If a measure does not contain any values, it will be classified as a raw measure.

A numeric measure with 10 or more unique values will be classified as a continuous measure. Numeric measures with less than 10 unique values will be classified as ordinal measures.

Non-numeric measures with between 1 to 15 (including) unique values with a maximum length of 32 characters will be classified as categorical measures.

Any other measure will be classified as a raw measure.

The values which determine measure classification can be tweaked - see the help option of the pheno2dae tool.

How The Tool Works

  • First the tool reads and imports the pedigree into the DuckDB database.

  • Then it collects all instruments and their associated files.

  • Then it loads the data dictionary file (if provided) and reads the measure descriptions from it.

  • Then it creates the instrument and measure tables in the database.

  • Then it creates the special pheno_common instrument if the build-pheno-common flag is set and imports it into instrument and measure.
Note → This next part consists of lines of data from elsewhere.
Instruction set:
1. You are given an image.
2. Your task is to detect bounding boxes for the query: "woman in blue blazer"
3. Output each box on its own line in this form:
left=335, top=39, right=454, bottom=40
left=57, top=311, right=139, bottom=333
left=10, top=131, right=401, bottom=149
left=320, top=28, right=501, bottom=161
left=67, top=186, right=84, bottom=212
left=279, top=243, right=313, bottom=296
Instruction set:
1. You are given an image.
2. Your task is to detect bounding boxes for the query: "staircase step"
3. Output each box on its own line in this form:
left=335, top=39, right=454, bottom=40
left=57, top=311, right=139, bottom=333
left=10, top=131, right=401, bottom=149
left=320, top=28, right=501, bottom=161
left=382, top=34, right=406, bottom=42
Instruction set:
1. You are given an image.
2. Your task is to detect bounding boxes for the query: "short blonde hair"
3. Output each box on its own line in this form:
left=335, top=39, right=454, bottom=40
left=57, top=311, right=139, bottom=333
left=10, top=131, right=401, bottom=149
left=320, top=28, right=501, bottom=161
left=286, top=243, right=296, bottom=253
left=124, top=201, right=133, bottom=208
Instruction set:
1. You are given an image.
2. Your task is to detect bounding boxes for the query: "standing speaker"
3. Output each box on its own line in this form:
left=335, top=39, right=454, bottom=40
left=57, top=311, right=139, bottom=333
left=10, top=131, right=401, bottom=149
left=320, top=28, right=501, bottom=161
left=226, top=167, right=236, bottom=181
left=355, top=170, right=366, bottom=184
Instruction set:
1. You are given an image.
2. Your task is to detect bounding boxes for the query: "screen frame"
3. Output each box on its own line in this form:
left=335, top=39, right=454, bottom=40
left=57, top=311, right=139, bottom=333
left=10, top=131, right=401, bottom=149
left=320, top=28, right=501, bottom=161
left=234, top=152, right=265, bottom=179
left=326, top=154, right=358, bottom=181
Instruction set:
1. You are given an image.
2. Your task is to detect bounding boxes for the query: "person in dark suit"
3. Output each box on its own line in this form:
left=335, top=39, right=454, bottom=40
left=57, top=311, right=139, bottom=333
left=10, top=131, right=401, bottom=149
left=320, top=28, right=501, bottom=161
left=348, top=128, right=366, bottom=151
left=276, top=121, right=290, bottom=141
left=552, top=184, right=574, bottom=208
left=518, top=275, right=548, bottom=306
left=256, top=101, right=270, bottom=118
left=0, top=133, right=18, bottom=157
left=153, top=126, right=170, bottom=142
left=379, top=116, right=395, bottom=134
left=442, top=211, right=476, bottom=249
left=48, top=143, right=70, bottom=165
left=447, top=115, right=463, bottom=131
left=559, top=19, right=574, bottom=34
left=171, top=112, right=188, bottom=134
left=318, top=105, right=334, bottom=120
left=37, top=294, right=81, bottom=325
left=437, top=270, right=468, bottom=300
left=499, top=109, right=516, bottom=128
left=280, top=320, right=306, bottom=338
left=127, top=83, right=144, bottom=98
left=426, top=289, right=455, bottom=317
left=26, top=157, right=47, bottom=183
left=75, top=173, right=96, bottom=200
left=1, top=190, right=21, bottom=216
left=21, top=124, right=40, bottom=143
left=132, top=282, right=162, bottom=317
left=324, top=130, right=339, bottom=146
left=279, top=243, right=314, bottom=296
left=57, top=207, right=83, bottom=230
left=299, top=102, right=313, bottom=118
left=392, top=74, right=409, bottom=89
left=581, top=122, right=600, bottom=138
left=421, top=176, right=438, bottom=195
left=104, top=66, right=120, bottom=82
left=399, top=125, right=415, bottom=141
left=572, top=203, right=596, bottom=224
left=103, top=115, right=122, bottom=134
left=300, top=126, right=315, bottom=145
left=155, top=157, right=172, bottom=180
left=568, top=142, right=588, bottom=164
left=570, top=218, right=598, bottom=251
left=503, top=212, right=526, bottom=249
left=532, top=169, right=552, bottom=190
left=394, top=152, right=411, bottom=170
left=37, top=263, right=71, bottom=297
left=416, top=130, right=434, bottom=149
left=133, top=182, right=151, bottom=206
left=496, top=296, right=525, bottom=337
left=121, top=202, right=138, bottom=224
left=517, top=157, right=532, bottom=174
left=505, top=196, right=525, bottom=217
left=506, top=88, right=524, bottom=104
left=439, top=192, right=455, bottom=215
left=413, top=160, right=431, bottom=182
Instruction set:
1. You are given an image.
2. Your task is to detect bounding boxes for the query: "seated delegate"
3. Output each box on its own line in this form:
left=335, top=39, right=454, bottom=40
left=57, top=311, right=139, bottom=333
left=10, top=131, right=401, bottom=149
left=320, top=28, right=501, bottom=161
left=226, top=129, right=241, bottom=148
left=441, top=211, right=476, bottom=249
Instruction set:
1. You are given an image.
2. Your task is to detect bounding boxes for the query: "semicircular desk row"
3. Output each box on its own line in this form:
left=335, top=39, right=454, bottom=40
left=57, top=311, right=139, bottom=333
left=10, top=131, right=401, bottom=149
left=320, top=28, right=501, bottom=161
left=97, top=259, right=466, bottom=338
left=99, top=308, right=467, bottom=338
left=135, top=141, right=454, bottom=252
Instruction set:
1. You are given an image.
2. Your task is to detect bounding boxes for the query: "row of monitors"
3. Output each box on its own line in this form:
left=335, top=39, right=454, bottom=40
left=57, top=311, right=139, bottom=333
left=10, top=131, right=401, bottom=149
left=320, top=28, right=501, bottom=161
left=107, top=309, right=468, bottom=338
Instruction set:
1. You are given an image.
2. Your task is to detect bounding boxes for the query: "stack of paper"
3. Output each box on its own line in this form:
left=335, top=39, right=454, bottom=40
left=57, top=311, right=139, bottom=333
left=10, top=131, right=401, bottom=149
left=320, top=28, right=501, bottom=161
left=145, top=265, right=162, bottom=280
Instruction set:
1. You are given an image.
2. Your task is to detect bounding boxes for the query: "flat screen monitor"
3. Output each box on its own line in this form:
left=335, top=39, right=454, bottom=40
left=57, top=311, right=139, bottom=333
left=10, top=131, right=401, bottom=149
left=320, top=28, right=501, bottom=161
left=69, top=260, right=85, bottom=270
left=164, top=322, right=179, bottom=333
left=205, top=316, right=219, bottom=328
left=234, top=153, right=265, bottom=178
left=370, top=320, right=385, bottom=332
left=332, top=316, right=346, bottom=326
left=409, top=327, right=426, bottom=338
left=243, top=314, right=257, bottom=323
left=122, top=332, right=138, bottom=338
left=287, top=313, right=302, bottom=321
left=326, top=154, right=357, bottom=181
The other parts of the pheno-common import are the same as the following steps done for every other instrument import.

  • Then for every instrument, the data gets loaded into a temporary data table. DuckDB automatically handles type inference for the values of the table by reading a specific amount of lines first. In the case of a column turning out to be a different table later during the full data read, any rows that failed to read are stored in a rejects table. If a rejects table was created, any columns that had rejected values are changed to a VARCHAR type and the table is reimported.

  • After loading the data tables, the tool will clean up the table if it has any rows with a person ID not in the provided pedigree.

  • The tool will then create 4 parallel tasks for measure classification.

  • During measure classification, the data dictionary descriptions are applied to the measures.

  • After classification, the tool will insert the instrument entry into the instrument table and a measure entry for each measure into the measure table and create the {instrument_name}_measure_values table. Each instrument will have a table of this type. The table contains all of the data from the temporary data tables, joined with the person’s information: family id, role, status and sex.

  • After importing every measure, the tool will save the measure and instrument tables to parquet in the output directory

  • At this point, the database has all of the data imported and can be loaded as a phenotype study.

  • The next and final big step is to generate images, regressions and the phenotype browser table.

  • The current DB gets loaded as a phenotype study and the tool reads the regression configuration if provided.

  • First, if pheno regressions are given, the tool will first fully populate the regression table. This table contains a row describing every regression that will be built for every measure in the phenotype DB. It has 4 columns: regression_id, instrument_name, measure_name and display_name. Practically, this step only adds the regression configuration file data to the database.

  • A task graph is now created along with a temporary copy of the DuckDB database in the output directory. This is done, because every worker will have to open a connection to the database, but it is currently open in write mode and you can only open multiple connections in read only or only open 1 connection in write mode.

  • For every measure in every instrument, a task is created. In this task, the worker will generate images for the measure values and regressions, if any.

  • Each worker returns a tuple of dicts with values for the variable_browser and regression_values tables respectively.

  • Each worker starts by getting the entire DB dataframe for the given measure. The columns of this dataframe are all of the person columns in the respective _measure_values table plus the specific measure column.

  • Then it draws an image depending on the measure type. If the current measure has regressions, the regression values are calculated and the image is also built.

  • When done with every worker, the variable_browser and regression_values tables are populated with the results of the workers

  • As a final step, the tool generates a phenotype study configuration.

  • The phenotype study is now fully prepared and ready in the output directory.